Germany dominates luge. The country has four luge tracks and nearly a quarter of the world’s courses for elite competitions. At the 2014 Winter Games, German lugers won all four available gold medals. Frisch failed to make that sliding team. Competition and pressure are immense to make the country’s Olympic squad. Discouraged, she retired in 2015 at age 22.
“It was frustrating,” Frisch, now 25, said. “I didn’t have much fun anymore.”
Then came an unexpected call. South Korea’s luge federation hired a German, Steffen Sartor, as its national coach. And Sartor contacted Frisch in late 2015 to gauge her interest in competing for South Korea in the Games. Her first response was no.
In early 2016, a second entreaty came. This time Frisch reconsidered. She missed traveling and competing. And she was drawn to South Korea’s history of existing on a divided peninsula. In some ways, it resembled Germany’s own rived past.
“I liked the idea of becoming Korean,” Frisch said.

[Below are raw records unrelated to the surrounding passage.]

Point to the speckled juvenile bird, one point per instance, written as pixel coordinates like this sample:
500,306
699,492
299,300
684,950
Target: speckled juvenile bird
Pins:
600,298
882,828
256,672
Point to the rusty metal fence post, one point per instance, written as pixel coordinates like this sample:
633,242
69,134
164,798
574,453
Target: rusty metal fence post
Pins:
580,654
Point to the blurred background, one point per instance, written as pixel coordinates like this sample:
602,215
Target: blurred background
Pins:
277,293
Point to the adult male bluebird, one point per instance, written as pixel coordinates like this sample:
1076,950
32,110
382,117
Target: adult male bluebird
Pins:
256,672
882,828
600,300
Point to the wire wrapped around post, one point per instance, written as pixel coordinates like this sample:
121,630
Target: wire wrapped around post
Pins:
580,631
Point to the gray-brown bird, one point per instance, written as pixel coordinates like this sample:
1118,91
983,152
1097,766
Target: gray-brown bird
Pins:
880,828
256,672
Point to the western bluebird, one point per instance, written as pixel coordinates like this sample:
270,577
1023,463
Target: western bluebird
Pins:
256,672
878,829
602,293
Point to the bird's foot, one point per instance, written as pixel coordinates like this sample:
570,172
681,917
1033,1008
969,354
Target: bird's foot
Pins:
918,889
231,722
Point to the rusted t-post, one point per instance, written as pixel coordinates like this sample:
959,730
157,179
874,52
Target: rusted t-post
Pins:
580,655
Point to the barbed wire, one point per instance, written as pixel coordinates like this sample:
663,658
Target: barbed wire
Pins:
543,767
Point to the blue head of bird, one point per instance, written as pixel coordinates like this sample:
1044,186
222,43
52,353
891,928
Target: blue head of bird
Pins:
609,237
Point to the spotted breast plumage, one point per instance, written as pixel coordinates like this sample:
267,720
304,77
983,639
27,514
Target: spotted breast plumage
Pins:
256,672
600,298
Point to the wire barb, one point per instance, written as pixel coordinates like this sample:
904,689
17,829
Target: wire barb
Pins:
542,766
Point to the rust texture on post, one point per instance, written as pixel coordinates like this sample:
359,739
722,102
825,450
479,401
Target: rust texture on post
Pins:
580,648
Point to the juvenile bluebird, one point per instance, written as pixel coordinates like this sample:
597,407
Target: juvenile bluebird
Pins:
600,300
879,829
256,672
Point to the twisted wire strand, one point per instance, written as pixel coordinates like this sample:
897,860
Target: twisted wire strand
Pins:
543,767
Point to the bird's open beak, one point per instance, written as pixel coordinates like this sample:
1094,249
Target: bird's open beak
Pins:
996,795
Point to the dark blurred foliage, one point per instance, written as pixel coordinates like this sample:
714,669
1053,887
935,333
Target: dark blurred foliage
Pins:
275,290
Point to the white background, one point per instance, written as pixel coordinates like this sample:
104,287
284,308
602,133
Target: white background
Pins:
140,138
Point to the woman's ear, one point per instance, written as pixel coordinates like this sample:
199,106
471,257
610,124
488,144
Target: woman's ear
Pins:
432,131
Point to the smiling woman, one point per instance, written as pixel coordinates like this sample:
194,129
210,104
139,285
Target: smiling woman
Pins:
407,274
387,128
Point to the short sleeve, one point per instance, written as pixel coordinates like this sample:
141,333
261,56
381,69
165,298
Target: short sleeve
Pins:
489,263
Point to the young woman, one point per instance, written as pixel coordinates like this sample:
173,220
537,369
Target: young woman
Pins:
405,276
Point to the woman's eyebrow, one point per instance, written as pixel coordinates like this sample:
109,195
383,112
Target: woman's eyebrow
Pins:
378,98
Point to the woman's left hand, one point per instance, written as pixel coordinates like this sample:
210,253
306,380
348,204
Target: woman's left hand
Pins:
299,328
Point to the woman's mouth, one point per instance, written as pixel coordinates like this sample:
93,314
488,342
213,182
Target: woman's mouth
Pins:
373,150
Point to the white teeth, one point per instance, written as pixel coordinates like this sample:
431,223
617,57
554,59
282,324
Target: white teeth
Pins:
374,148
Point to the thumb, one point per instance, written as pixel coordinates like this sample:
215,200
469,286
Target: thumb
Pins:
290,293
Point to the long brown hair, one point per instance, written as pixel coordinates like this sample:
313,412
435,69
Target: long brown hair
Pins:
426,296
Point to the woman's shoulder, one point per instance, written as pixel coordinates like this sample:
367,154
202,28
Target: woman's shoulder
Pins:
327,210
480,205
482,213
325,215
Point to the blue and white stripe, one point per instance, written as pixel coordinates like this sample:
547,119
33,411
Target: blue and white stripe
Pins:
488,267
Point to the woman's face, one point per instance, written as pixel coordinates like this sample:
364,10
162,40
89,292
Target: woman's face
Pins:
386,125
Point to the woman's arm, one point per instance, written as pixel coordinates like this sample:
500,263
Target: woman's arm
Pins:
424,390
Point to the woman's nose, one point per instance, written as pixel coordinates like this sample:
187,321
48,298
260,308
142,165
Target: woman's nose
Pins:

She took 40 hours of language, history and cultural lessons from a teacher in Germany, then moved to South Korea and immersed herself in the language and the culture. At first, some South Korean lugers were wary of her presence, Frisch said.
“I got the feeling that some of my teammates thought I should have not come,” she said. “They thought I’m just a foreigner and were afraid I would take their place. They did not see that I could also help them to become better.”
In December 2016, Frisch received South Korean citizenship after passing an interview where she answered questions about Korean historical figures and sang the country’s national anthem. She also got better at luge. “I’m having fun again,” Frisch said. “I reached skills I never had in Germany.”
Recruiting is essential for a Winter Games, whose sports are mostly obscure and generate a relatively limited pool of athletes. Even a winter power like Russia used two naturalized athletes — a Korean-born short-track speedskater named Viktor Ahn and an American-born snowboarder named Vic Wild — to win five of its nine gold medals as host of the 2014 Winter Games.
Eleven of South Korea’s naturalized Olympians in 2018 are on its men’s (seven) and women’s (four) hockey teams. The country had only 200 to 300 registered adult players, and had never participated in previous Olympic hockey tournaments. The sport’s international governing body strongly encouraged South Korea’s Olympic officials to recruit foreigners to become competitive, said Yang Seung-jun, the chief of Olympic planning and preparation for the South Korean Ice Hockey Association.
While there was no opposition from Korean-born coaches and players, Yang said, “The most difficult part was Korean people’s sentiment against foreign players. Koreans are very ethnocentric. We had to work very hard to win their heart.”
For some South Korean Olympians, dual citizenship has brought a reconnection with the land of their birth. Marissa Brandt, 25, a hockey player, was born in South Korea, adopted by American parents and grew up in Minnesota. In December 2016, after two months of presenting her birth certificate, adoption papers and other paperwork to prove where she was born, Brandt was given a South Korean passport.
Her birth name is Park Yoon-jung, which she wears on her jersey because that is “really my only tie to Korea.” Her younger sister, Hannah, plays for the U.S. national team, and they have talked often about how much fun it would be to play against each other at the Olympics.
Jackie Kling, 23, a freestyle skier, was also born in South Korea and adopted by American parents. She visited South Korea for the first time in 2014. During that trip, serious conversations began with the Korean Ski Association about her competing for South Korea. They continued into 2015, and Kling gained dual citizenship. She competes under her birth name, Lee Mee-hyun, and said in an email that she had been widely embraced by athletes and officials. “It may be because they consider myself Korean and not a real outsider,” Kling said.